Die Mitarbeiterin eines Pflegedienstes fuhr mit dem Dienstfahrzeug an einem Müllfahrzeug vorbei. Und eben jenes Müllfahrzeug, das am rechten Fahrbandrand stand, war erkennbar im Einsatz: Der Motor lief, die Schüttung war in Betrieb und das gelbe Rundumlicht war eingeschaltet. Als die Autofahrerin nun an diesem Müllfahrzeug vorbeifuhr, kam es – Sie werden es ahnen – zur Kollision. Sie stieß mit einem Müllcontainer zusammen, den ein Mitarbeiter der Müllabfuhr hinter dem Müllfahrzeug quer über die Straße schob. Die Halterin des Pflegedienstfahrzeugs forderte daraufhin Schadensersatz. Doch diesen verweigerte die Versicherung, da sie der Ansicht war, die Geschädigte sei nicht aufmerksam genug an dem Fahrzeug vorbeigefahren und habe den Schaden selbst zu verantworten.
Das OLG entschied jedoch, dass eine Schadensteilung von 75 % zu 25 % zu Lasten des Müllfahrzeugs durchaus angemessen sei. Entgegen der Meinung des Müllunternehmens sei es nicht uneingeschränkt notwendig, zwei Meter Seitenabstand einzuhalten und mit Schrittgeschwindigkeit an einem solchen Fahrzeug vorbeizufahren. Vielmehr müsse man die gegebenen Örtlichkeiten und Sichtverhältnisse berücksichtigen. Die Geschädigte sei mit rund 13 km/h an dem Fahrzeug vorbeigefahren und habe damit gezeigt, dass ihr die besondere Situation bewusst war. Demgegenüber hat der Mitarbeiter der Müllabfuhr einen vom Müllfahrzeug verdeckten schweren Müllcontainer auf die Straße geschoben, ohne auf den Verkehr zu achten. Auch wenn Müllfahrzeuge im Einsatz Sonderrechte haben, entbinde dies die Mitarbeiter nicht, ebenfalls aufmerksam zu sein. Wenn ein Container ohne Sichtkontakt zur Straße hinter einem Müllwagen hervorgeschoben wird, sei das ein Verstoß gegen die Sorgfaltspflichten. Dieser Verstoß rechtfertige eine Verschuldensquote von 75 %. Dennoch war eine 25%ige Mithaftung aus der Betriebsgefahr ihres Fahrzeugs der Geschädigten zuzurechnen.
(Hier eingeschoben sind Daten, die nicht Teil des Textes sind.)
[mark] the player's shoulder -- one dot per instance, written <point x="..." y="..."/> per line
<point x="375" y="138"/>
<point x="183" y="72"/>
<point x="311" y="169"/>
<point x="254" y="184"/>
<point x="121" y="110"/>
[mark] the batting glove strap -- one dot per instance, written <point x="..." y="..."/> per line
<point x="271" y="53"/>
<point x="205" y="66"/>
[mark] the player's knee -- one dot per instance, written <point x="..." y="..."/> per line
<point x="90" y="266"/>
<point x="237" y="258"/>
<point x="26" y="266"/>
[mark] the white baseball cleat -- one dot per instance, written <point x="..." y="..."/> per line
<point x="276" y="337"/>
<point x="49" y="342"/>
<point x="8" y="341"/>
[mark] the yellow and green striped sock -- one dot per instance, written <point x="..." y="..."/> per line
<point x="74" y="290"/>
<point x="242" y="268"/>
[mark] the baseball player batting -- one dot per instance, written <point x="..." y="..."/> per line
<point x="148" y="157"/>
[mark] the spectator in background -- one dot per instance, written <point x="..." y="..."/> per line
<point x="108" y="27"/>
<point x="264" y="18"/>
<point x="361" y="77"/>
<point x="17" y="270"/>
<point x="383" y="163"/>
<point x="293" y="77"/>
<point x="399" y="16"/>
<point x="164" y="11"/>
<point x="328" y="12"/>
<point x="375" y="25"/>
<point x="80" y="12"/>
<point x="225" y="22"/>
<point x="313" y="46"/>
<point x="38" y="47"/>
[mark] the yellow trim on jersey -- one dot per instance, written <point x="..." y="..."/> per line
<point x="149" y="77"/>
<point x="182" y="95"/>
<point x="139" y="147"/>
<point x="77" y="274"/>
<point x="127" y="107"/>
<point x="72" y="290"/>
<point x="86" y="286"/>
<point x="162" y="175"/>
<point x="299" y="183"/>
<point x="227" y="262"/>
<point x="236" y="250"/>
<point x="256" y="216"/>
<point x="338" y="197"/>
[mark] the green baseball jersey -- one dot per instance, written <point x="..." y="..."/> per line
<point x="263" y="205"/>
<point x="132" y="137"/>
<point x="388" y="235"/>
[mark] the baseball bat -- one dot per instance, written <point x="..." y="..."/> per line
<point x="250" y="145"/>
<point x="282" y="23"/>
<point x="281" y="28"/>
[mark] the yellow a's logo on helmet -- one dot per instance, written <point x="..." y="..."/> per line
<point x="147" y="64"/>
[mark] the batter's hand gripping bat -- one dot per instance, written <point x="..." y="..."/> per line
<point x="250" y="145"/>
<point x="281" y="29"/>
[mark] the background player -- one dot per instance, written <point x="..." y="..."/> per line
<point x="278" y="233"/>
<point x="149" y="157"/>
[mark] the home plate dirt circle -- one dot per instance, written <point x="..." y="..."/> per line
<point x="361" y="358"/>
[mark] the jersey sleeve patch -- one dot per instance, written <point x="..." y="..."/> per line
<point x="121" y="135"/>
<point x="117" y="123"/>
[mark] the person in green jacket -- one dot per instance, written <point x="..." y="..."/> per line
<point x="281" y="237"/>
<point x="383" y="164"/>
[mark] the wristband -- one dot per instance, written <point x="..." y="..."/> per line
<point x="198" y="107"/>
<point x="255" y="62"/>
Hinweis: Nach der Rechtsprechung verschiedener Gerichte darf an Müllfahrzeugen im Einsatz nur langsam, das heißt in der Regel mit Schrittgeschwindigkeit oder mit zwei Metern Sicherheitsabstand, vorbeigefahren werden. Hintergrund ist, dass bei Einsatz der privilegierten Fahrzeuge tätige Personen die im Straßenverkehr gebotene Sorgfalt nicht stets in jeder Hinsicht beachten (können), weil ihr Hauptaugenmerk auf ihrer Arbeitsverrichtung liegt. Nicht nur im Hinblick auf das auf die Arbeitsverrichtung gerichtete Hauptaugenmerk, sondern auch mit Blick auf die zu fordernde Effizienz der Müllabfuhr müssten andere Verkehrsteilnehmer damit rechnen, dass Müllwerker im Einsatz ihre Pflichten etwa aus § 1 Straßenverkehrs-Ordnung (Gebot der gegenseitigen Rücksichtnahme) nicht im selben Maße erfüllen, wie nicht privilegierte Verkehrsteilnehmer; es müsse demnach etwa mit plötzlich vor oder hinter dem Fahrzeug hervortretenden Personen gerechnet werden.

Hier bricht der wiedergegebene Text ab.